A 3rd party approaches you and your friend. They offer to give you 10 dollars on 3 conditions.

  1. You must offer to split some of that 10 dollars with your friend. The exact amount is entirely up to you.

  2. Your friend must agree to the proportion you've suggested.

  3. You only get to make ONE offer. No negotiating allowed. If your friend rejects the proportion you've offered, NEITHER of you receive ANY money. The free 10 dollars is entirely revoked.

Many falsely believe this is a test which measures "fairness," but if you perform this experiment and focus on whether the 1st party had "fairly" split the 10 dollars, then you're missing the TRUE point of the experiment.

See, economists believe that this test is instead measuring what the 2nd party does - the friend. Say the 1st party had offered to keep 8 dollars for himself and only give the friend 2 dollars. The friend, feeling shafted, would generally refuse that offer, and nobody would gain anything. This is rather fascinating. It means someone would forego an opportunity to make themselves wealthier merely because someone else was getting even wealthier than they were. It's generally not helpful to turn down free money, so why then would some choose to do it? The answer generally given is, "because it's unfair."

This is, unfortunately, how the majority of people react, and this perspective carries over into politics. People routinely embrace policies which harm their own interests merely to prevent someone else from getting that which was deemed "unfair." It becomes - in their mind - more important to "punish" the rich guy than it is to just let everyone progress.

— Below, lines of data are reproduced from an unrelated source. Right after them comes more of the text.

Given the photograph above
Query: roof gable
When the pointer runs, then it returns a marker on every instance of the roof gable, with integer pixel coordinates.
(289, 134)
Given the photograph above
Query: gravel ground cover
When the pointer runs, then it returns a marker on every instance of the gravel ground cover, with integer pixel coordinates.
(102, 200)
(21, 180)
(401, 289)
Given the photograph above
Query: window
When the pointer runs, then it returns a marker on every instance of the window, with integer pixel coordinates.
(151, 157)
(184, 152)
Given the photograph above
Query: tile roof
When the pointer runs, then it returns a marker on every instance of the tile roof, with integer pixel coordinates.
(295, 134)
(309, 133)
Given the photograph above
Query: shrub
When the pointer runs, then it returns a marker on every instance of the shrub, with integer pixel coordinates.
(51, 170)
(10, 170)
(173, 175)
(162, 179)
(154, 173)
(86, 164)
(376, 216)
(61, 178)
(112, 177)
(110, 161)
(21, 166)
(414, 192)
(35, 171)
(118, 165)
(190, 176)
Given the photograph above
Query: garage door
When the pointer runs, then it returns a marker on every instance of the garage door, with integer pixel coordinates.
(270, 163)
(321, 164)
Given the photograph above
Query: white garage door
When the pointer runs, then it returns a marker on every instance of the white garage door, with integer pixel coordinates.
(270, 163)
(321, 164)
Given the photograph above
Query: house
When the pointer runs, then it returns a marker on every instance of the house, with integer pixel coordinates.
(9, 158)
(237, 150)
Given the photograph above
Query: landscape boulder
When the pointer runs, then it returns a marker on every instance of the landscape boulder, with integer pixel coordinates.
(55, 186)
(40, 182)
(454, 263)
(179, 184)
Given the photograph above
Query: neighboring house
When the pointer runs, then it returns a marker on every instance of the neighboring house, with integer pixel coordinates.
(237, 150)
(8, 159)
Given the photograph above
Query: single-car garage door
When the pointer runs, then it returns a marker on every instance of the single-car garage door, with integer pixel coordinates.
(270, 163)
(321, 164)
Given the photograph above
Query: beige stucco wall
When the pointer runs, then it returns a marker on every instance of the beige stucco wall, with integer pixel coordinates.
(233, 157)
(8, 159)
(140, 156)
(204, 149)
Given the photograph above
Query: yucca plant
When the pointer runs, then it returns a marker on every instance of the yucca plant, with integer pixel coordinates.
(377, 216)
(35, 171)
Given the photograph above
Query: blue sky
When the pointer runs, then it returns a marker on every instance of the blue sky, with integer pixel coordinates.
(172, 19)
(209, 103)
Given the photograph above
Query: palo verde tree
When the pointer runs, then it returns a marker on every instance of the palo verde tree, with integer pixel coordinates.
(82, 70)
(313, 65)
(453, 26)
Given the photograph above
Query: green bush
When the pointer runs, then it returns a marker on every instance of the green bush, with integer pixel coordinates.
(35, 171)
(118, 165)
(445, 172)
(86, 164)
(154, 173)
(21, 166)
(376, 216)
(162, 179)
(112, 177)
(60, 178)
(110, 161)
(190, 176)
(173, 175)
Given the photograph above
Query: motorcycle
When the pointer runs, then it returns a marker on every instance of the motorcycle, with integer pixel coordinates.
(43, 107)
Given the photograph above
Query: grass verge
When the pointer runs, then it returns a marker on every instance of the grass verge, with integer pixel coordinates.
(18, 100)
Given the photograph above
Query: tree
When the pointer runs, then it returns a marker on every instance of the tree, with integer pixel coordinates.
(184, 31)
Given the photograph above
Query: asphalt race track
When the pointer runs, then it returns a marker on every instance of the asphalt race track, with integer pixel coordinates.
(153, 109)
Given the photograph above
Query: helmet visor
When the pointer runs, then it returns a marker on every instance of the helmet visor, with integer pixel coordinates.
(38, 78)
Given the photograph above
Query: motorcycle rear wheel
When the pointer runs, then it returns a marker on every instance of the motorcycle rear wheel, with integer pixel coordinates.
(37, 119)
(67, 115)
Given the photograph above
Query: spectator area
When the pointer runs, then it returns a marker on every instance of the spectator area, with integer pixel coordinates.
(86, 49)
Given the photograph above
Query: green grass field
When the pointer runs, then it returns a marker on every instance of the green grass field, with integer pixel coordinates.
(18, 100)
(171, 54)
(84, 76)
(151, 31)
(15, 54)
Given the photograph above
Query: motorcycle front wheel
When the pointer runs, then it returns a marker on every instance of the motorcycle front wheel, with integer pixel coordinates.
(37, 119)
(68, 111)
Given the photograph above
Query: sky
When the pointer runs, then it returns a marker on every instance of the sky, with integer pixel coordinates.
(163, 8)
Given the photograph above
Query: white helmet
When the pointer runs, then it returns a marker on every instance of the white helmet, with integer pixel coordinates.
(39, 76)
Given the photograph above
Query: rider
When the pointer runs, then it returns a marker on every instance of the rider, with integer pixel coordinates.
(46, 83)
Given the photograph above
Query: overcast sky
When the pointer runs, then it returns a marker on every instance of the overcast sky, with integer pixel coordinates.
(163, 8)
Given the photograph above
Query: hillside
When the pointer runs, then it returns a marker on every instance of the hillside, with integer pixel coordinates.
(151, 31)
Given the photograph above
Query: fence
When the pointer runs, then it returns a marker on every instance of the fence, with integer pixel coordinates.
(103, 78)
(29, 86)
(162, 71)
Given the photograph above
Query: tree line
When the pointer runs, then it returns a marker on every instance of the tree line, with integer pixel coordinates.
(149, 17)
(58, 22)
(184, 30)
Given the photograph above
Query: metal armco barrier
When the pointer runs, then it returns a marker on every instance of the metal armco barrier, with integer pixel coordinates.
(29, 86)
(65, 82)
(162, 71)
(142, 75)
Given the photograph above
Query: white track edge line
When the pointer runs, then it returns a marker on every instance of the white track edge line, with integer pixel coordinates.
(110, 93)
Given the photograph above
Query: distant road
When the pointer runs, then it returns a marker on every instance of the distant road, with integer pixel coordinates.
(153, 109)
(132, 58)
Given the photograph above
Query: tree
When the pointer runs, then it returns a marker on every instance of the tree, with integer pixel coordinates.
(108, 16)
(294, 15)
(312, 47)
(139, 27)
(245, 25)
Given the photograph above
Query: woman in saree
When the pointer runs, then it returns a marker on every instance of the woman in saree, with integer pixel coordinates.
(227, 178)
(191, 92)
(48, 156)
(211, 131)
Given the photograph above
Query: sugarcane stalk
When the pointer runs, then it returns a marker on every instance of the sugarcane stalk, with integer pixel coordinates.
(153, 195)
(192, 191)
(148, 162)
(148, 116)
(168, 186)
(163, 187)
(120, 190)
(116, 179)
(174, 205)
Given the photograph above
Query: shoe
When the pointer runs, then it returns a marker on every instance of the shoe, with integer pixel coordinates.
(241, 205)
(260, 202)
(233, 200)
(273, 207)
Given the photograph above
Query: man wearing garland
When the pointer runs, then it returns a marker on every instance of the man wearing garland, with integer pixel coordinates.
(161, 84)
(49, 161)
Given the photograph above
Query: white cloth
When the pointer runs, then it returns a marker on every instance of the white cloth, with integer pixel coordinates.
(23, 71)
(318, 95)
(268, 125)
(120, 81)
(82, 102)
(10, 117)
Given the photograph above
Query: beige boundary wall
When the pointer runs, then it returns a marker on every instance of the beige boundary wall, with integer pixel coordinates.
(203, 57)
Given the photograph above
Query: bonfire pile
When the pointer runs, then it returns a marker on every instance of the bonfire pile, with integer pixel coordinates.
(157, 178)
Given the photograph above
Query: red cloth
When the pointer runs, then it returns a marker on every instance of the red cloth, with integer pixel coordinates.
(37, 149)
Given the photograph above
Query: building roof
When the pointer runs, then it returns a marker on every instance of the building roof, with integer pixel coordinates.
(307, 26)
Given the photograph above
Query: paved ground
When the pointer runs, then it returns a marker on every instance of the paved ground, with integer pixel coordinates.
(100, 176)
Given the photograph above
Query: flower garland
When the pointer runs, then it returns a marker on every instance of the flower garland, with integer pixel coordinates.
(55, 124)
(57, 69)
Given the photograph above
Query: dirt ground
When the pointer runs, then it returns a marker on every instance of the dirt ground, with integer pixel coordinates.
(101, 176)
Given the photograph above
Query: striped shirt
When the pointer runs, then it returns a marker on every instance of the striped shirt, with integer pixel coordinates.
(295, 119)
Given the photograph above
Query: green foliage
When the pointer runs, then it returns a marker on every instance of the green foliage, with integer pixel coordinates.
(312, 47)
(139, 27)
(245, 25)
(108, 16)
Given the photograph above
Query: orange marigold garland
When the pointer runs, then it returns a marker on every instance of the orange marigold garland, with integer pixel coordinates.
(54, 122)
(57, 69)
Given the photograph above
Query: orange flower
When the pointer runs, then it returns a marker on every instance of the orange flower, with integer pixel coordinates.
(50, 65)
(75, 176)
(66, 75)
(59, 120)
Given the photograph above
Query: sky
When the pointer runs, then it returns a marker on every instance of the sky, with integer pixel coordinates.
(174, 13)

This exposes a fundamental flaw in most individual's understanding of economics. Is it really rational to forego 2 dollars just to make sure someone else couldn't get 8? Say for instance this experiment didn't occur but instead someone simply gave a person 2 dollars because they felt like being nice. Few individuals would have a problem accepting THAT 2 dollars. Absent the opportunity to stick it to the rich pperson, people almost always accept a proposal that increases their wealth. And yet, once inside the context of this experiment, the same people would often turn down that same 2 dollars.

...fascinating.

This is the problem with emotion being your main argument. It means a person's stance is not ACTUALLY about improving someone's life. If it were, people would be fine with the rich becoming richer SO LONG as the poor ALSO became richer. But they often aren't. The 10 dollar experiment illustrates that.

Because of this misaligned focus, policies which promise "equality of results" end up being embraced in spite of their known negative effects on wealth creation or quality of life.

So, which part of this experiment do YOU focus on? Are you more concerned with what the first party offers, and whether it's "fair" or not, or are you capable of seeing that the second party benefits no matter what the offer, so long as he/she doesn't turn it down out of spite?

I, for one, would accept any proposal which resulted in all involved parties getting richer, rather than one where NO ONE gained anything.